The configuration for DataCleaner is represented in the class DataCleanerConfiguration (previously 'AnalyzerBeansConfiguration'). You need a DataCleanerConfiguration as a prerequisite for most of the coming operations.
The easiest and probably most convenient option for acquiring an DataCleanerConfiguration instance is to load it from a file, typically named conf.xml (See the Configuration file chapter for more details on this file format). To load the file, use the JaxbConfigurationReader class, like this:
InputStream inputStream = new FileInputStream("conf.xml"); JaxbConfigurationReader configurationReader = new JaxbConfigurationReader(); DataCleanerConfiguration configuration = configurationReader.read(inputStream);
Alternatively, you can build the configuration programmatically, through code.
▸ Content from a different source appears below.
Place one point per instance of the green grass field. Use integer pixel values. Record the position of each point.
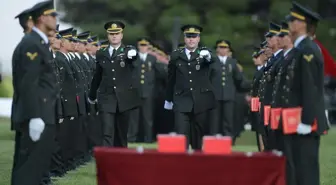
(86, 175)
This is typically more cumbersome, but in some cases also quite useful if the configuration is to be build dynamically or something like that.
Here's an example where we configure DataCleaner with 2 example datastores and a threadpool of 10 threads:
Datastore datastore1 = new CsvDatastore("my CSV file", "some_data.csv"); boolean multipleConnections = true Datastore datastore2 = new JdbcDatastore("my database", "jdbc:vendor://localhost/database", "com.database.Driver", "username", "password", multipleConnections); DataCleanerConfigurationImpl configuration = new DataCleanerConfigurationImpl(); configuration = configuration.replace(new MultiThreadedTaskRunner(10)); configuration = configuration.replace(new DatastoreCatalogImpl(datastore1, datastore2));
Either way we do it, we now have an DataCleanerConfiguration with the variable name 'configuration'. Then we can proceed to defining the job to run.